Lo siento, lo siento mucho, pero no me puedo sumar a la hagiografía papanatas de Teresa de Jesús en su creación lírica. La poesía de la Santa no es desdeñable pero no pasa de discreta. La idea de su poema de mayor calado lírico y conceptual -“vivo sin vivir en mí y tan alta vida espero, que muero porque no muero”- se la sustrajo a Juan Escrivá, que cien años antes había escrito: “Ven, muerte, tan escondida que no te sienta conmigo, porque el gozo de contigo no me torne a dar la vida”.
La prosa de Teresa de Jesús es, tal vez, después de la de Cervantes, la más destacada del Siglo de Oro. Asombra su sencillez, la claridad sintáctica, la contenida adjetivación, la música interior. Se recrea la Santa en las formas rústicas no en las literarias. No se envanece nunca. Su estilo ermitaño, como escribió Menéndez Pidal, se refugia en la humildad y la llaneza. Un prodigio. Camino de perfección es la expresión de la belleza por medio de la palabra, el temblor del pensamiento profundo. El libro de la vida, estremece. Las moradas, sobre todo la séptima, elevan el castillo interior que la Santa edifica en el alma. Los Conceptos del amor de Dios se alzan en una tremenda meditación galopante sobre las fronteras de la teología.
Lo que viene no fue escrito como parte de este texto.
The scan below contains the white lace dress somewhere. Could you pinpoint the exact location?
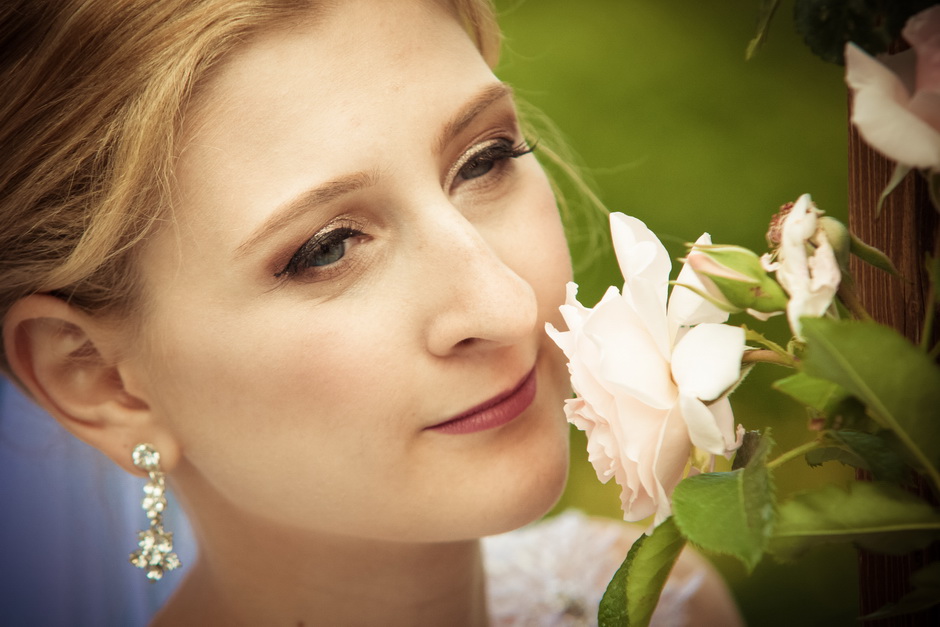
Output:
[483,511,705,627]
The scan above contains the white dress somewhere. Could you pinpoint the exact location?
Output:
[483,510,705,627]
[0,379,697,627]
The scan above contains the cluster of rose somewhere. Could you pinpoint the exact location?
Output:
[547,6,940,625]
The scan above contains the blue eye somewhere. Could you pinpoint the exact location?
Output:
[274,226,363,278]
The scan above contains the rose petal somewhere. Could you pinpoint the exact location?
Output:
[679,393,725,455]
[672,323,744,401]
[845,44,940,168]
[610,213,672,302]
[584,292,676,408]
[901,6,940,92]
[707,396,744,457]
[666,233,728,342]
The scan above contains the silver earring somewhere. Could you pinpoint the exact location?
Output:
[131,444,180,581]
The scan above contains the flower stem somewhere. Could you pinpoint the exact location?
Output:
[767,440,819,468]
[741,348,796,368]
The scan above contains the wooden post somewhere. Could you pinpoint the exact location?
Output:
[849,102,940,627]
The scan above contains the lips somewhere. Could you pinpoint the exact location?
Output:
[425,368,536,434]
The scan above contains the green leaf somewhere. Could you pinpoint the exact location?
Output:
[803,318,940,489]
[597,518,685,627]
[770,481,940,560]
[672,434,775,570]
[771,372,848,415]
[793,0,934,64]
[806,429,910,483]
[741,324,793,359]
[731,431,761,470]
[744,0,780,61]
[806,446,867,469]
[875,163,912,218]
[862,562,940,620]
[849,232,898,276]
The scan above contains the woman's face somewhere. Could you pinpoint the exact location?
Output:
[125,0,571,540]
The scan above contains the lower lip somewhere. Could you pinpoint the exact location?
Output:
[427,368,536,434]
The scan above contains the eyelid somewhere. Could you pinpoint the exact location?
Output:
[274,216,366,281]
[443,137,534,189]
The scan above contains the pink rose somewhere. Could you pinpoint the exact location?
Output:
[546,213,744,524]
[845,6,940,171]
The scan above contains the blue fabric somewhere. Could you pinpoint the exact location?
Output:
[0,379,196,627]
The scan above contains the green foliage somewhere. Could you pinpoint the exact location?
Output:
[806,429,910,483]
[773,372,848,414]
[770,481,940,559]
[793,0,933,65]
[849,233,898,276]
[744,0,780,61]
[672,434,775,570]
[803,318,940,488]
[875,163,912,217]
[597,518,685,627]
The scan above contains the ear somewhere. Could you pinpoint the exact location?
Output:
[3,294,180,475]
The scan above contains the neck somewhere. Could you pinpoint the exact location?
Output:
[154,466,487,627]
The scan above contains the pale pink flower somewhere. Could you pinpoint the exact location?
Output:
[546,213,745,524]
[763,194,842,337]
[845,6,940,171]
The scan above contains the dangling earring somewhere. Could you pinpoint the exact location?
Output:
[131,444,180,581]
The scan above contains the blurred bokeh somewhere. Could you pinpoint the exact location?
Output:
[497,0,857,625]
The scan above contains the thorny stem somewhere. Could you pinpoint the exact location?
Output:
[920,236,940,358]
[767,440,820,468]
[741,348,797,368]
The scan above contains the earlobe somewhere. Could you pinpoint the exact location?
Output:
[3,294,179,474]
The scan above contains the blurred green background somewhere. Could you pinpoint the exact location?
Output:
[497,0,857,626]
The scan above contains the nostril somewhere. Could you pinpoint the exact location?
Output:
[456,337,477,348]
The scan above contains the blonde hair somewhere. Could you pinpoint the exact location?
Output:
[0,0,500,374]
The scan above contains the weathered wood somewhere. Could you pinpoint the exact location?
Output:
[849,100,940,627]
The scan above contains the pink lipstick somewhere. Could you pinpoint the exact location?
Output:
[426,368,536,434]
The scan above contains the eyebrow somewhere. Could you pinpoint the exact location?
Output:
[436,83,512,154]
[235,82,512,258]
[235,172,376,257]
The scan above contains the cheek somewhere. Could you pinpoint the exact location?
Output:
[138,305,397,448]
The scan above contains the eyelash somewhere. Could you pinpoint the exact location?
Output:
[274,138,535,279]
[445,138,535,188]
[274,224,365,279]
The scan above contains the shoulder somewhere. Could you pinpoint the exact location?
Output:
[483,511,740,625]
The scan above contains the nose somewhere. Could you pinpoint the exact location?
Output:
[422,214,538,357]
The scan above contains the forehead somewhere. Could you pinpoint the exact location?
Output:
[176,0,494,236]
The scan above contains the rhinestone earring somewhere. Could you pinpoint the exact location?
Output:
[131,444,180,581]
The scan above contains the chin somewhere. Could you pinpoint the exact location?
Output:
[475,403,569,536]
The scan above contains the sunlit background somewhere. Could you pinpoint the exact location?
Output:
[497,0,857,626]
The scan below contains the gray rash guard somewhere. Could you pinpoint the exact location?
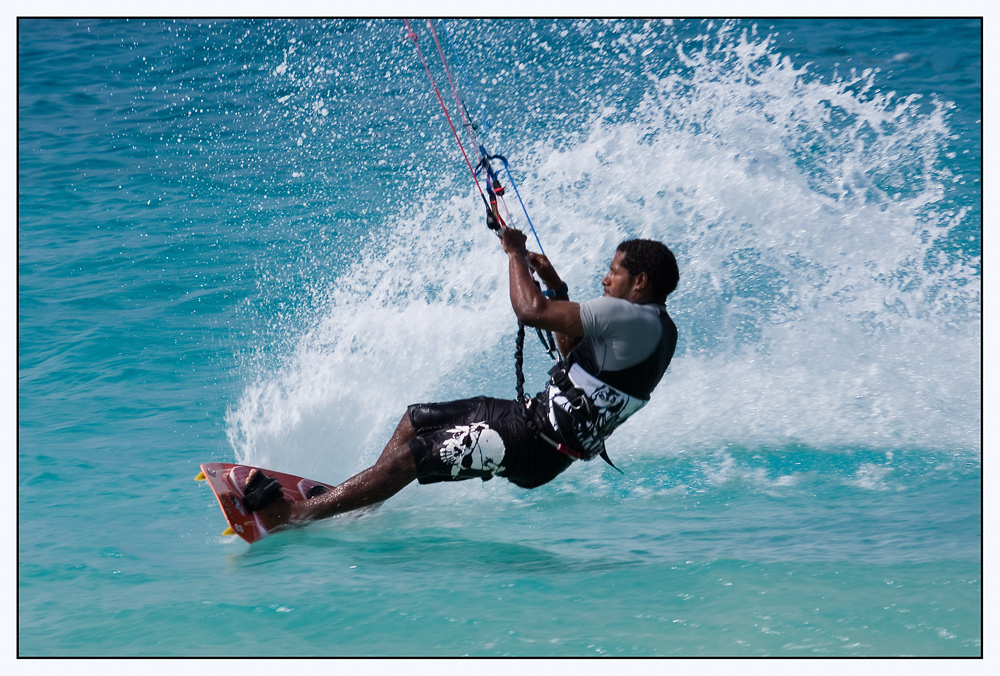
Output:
[545,296,677,460]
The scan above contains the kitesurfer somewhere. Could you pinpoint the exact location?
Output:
[245,227,678,529]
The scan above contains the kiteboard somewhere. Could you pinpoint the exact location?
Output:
[195,462,333,543]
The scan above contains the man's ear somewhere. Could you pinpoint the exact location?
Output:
[632,272,649,291]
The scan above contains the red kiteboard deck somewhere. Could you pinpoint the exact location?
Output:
[195,462,333,543]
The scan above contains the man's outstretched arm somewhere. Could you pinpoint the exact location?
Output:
[501,228,583,354]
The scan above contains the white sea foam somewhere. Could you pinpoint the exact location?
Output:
[227,22,981,479]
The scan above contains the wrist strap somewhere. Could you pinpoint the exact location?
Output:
[542,282,569,298]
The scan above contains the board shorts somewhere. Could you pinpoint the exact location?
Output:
[406,397,573,488]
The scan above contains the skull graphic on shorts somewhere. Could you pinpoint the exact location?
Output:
[439,423,507,476]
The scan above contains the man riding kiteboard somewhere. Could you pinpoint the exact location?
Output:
[244,227,679,531]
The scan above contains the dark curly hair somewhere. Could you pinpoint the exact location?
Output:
[618,239,680,303]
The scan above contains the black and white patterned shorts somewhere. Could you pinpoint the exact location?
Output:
[406,397,573,488]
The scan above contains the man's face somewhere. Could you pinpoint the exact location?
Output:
[601,251,632,300]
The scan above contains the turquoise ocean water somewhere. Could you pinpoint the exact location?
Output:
[17,19,983,657]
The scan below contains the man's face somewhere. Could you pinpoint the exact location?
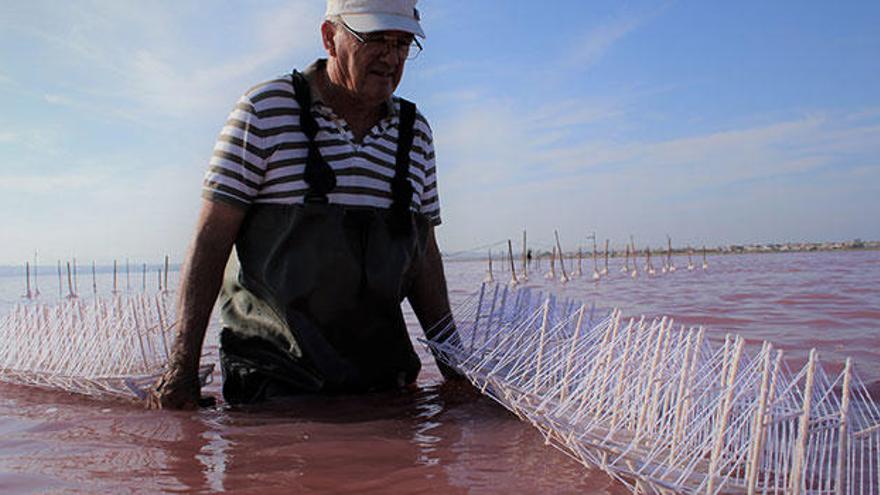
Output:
[325,25,412,105]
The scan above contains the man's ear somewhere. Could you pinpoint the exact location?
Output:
[321,21,336,57]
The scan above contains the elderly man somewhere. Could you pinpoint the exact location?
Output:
[149,0,453,408]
Tuvo Teresa de Jesús once hermanos. Era, al decir de Francisco Ribera, “de muy buena estatura, y en su mocedad hermosa”. Estuvo dos años paralítica y “sus padecimientos físicos fueron horribles”. Como Don Quijote, se enfrascó en la lectura de los libros de caballería. Hizo frente a su padre que no la quería monja. San Francisco de Borja encauzó su vocación. Se le apareció Jesucristo resucitado. Reformó el Carmelo. Fundó 17 conventos. La orden de los Carmelitas Descalzos se extiende hoy por más de un centenar de países, con 12.000 monjas y 5.000 frailes que mantienen 1.400 conventos. En defensa de la igualdad de género, hizo frente al insoportable machismo de su época. “Basta ser mujer para caérseme las alas”, escribió. Pero lo superó todo. La admiró Cervantes. También Lope de Vega. Se rindieron a su sabiduría Góngora y Quevedo. Fue nombrada Doctora de la Iglesia por el Papa intelectual Pablo VI.
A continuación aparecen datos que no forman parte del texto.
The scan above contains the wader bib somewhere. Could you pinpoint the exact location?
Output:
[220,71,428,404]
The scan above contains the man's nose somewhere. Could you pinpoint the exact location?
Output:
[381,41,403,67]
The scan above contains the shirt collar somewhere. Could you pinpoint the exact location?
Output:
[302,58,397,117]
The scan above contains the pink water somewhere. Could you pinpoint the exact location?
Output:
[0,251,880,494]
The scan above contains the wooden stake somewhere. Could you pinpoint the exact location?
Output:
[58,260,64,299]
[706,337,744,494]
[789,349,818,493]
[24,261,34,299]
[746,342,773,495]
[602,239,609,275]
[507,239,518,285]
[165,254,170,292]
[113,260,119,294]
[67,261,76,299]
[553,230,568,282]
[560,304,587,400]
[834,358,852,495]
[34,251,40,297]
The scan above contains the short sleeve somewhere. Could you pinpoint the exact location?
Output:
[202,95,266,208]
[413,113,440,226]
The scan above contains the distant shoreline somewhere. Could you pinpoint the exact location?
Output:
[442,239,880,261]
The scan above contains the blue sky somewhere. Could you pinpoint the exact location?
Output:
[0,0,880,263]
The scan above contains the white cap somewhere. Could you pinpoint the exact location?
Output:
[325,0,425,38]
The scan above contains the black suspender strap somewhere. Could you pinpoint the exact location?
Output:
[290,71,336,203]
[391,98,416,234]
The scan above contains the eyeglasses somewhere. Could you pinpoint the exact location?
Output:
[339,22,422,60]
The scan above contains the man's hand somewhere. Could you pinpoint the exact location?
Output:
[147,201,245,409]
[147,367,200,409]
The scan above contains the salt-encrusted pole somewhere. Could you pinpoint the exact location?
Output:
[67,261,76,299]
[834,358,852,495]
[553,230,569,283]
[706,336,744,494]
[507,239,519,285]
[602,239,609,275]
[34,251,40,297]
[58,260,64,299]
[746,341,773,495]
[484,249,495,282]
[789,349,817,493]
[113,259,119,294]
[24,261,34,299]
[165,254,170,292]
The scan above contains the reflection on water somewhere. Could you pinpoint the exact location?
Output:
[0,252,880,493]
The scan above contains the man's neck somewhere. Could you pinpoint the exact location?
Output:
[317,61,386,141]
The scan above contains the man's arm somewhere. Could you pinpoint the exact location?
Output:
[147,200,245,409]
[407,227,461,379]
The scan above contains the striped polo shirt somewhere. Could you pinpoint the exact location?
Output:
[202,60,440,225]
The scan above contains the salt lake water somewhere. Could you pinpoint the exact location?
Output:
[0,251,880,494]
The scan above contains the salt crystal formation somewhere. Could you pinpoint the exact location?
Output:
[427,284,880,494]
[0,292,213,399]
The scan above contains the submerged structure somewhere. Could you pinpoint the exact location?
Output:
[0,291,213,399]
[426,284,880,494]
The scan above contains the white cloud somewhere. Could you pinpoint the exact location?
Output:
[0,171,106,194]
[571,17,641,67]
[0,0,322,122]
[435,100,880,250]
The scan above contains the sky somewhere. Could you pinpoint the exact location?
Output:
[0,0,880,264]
Mujer de tan grueso calibre, se evadió siempre del envanecimiento. No presumía de nada. Cosechó agria oposición entre algunos de los suyos. La priora del convento de Valladolid la increpó y la echó de allí con viento fresco. Fue también despreciada por la priora del convento de Medina del Campo. La princesa de Éboli la denunció ante la Inquisición. Sufrió las vejaciones en silencio, sin una queja.
Admiró a San Juan de la Cruz, 27 años más joven que ella. Los siglos han situado al autor de Noche oscura en el primer lugar de la historia de la poesía en lengua española. Teresa de Jesús se habría sentido especialmente complacida si hubiera podido contemplar cómo en pleno siglo XX dos poetas comunistas colocaban a Juan de la Cruz en la cabeza de la poesía española. Tuve ocasión de escuchar de labios de Rafael Alberti su admiración por el autor del Cántico espiritual. También le oí a Pablo Neruda expresar lo mismo. Y no me extraña que, conversando con el poeta de Llama de amor viva, Teresa de Jesús entrara en éxtasis. Gian Lorenzo Bernini condensó el arrobamiento teresiano en una bellísima escultura.
Poco después de su muerte despedazaron su cuerpo incorrupto, repartido ahora en numerosos lugares: Roma, Lisboa, Alba de Tormes, París, Sanlúcar de Barrameda... Se equivocará, en fin, el Papa Francisco si no viaja en 2015 a España para rendir homenaje a Santa Teresa de Jesús en su V Centenario. No será fácil encontrar ni en el mundo religioso ni en el ámbito literario a una mujer de la dimensión de Teresa de Cepeda y Ahumada, la escritora de la lengua en pedazos, al decir de Juan Mayorga, la mujer “enherbolada de amor”, que escribió como si levitara: “Cuando el dulce Cazador me tiró y dejó herida en los brazos del amor mi alma quedó rendida; y cobrando nueva vida de tal manera he trocado, que mi Amado es para mí y yo soy para mi Amado”.